Der Polizist weist sie einen braunen Fleck auf ihrer Wange hin - einen ebensolchen hat auch sie. „Ich schaue mir die beiden Fotos noch einmal an. Und dann macht es klick. Ein Prickeln läuft durch meinen Körper, ich sehe Sternchen, Flecken hindern mich, klar zu sehen, es brummt in meinen Ohren. Ich falle nach hinten.“ Ihr Vater hat sie fotografiert. Sie ist überzeugt, dass er auch sie betäubt hat, sie kann sich nicht an diese Wäsche erinnern, schlafe so nicht. Hat er sie auch vergewaltigt? Der Vater streitet das ab. Aber was kann man diesem Mann, der jahrelang alle belog, glauben?
Caroline Darian quält diese Frage unaufhörlich. Und dann erlebt sie eine weitere große Verletzung. Ihre Mutter will nicht einmal darüber reden, was ihr Ex-Mann der Tochter angetan haben könnte. Sie bemühe sich, mildernde Umstände für ihn zu finden, schreibt Darian. Sie packt ihm eine Tasche mit warmer Kleidung, sorgt sich, wie es ihm im Gefängnis geht. Die Mutter-Tochter-Beziehung wird immer angespannter. „Sie kann sich einfach nicht vorstellen, dass auch ich ein Opfer gewesen sein könnte. Für sie ist das undenkbar, und ich verstehe sie. Aber zugleich mache ich ihr Vorwürfe, dass sie nicht bereit ist, meine Zweifel anzuerkennen und meine Wut und meinen Schmerz zu hören.“
Dominique Pelicot schreibt unerträgliche, selbstmitleidige Briefe voller Pathos aus dem Gefängnis. Carolines Wut steigern sie nur noch. Ihre Mutter wählt laut ihrer Tochter einen anderen Weg. „Du vergisst, dass er nicht immer dieser Teufel war, als den du ihn darstellst. Er hat viel für dich getan, aber auch für deine Brüder. Ich war glücklich mit ihm. Ich habe ihn so sehr geliebt. Ich möchte lieber die guten Momente in Erinnerung behalten“, sagt sie. Die Tochter kann verstehen, dass ihre Mutter sich selbst zu schützen versucht. Verletzt ist sie dennoch - und sehr, sehr wütend.
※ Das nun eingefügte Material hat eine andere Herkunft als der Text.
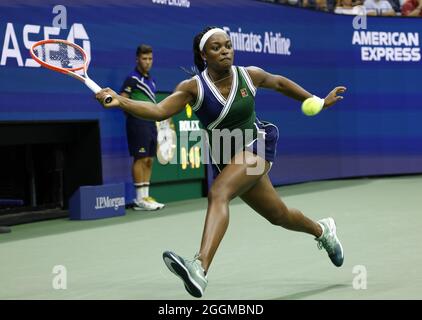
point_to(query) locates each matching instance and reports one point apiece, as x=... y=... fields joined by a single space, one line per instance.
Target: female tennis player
x=222 y=96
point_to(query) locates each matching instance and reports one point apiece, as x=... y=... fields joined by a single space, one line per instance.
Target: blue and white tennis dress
x=233 y=119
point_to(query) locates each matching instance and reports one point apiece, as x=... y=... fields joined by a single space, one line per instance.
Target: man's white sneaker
x=155 y=203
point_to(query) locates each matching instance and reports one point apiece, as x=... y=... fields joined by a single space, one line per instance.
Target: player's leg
x=263 y=198
x=231 y=182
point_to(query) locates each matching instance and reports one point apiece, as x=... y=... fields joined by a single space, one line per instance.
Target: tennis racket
x=65 y=57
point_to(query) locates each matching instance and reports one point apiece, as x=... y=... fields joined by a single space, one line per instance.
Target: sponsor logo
x=107 y=202
x=388 y=46
x=270 y=42
x=173 y=3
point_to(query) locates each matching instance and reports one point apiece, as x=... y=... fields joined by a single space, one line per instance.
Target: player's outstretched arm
x=184 y=93
x=264 y=79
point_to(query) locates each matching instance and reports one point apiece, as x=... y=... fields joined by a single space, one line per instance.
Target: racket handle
x=96 y=88
x=92 y=85
x=108 y=99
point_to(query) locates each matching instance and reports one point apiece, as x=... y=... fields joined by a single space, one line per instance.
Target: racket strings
x=60 y=55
Man erahnt, wie viel Kraft es die (Rest-)Familie gekostet haben muss, nicht an diesem Konflikt zu zerbrechen, gemeinsam und geschlossen vor Gericht aufzutreten. Es ist Caroline Darians großes Verdienst, dass sie offen und schonungslos schildert, welche Schneise der Verwüstung ein solches Verbrechen hinterlässt. In ihrem Schlusswort dankt sie „meiner Mama, die ich über alles liebe“. Es gibt viel Hass in dieser Geschichte, aber am Ende steht dann doch die Liebe.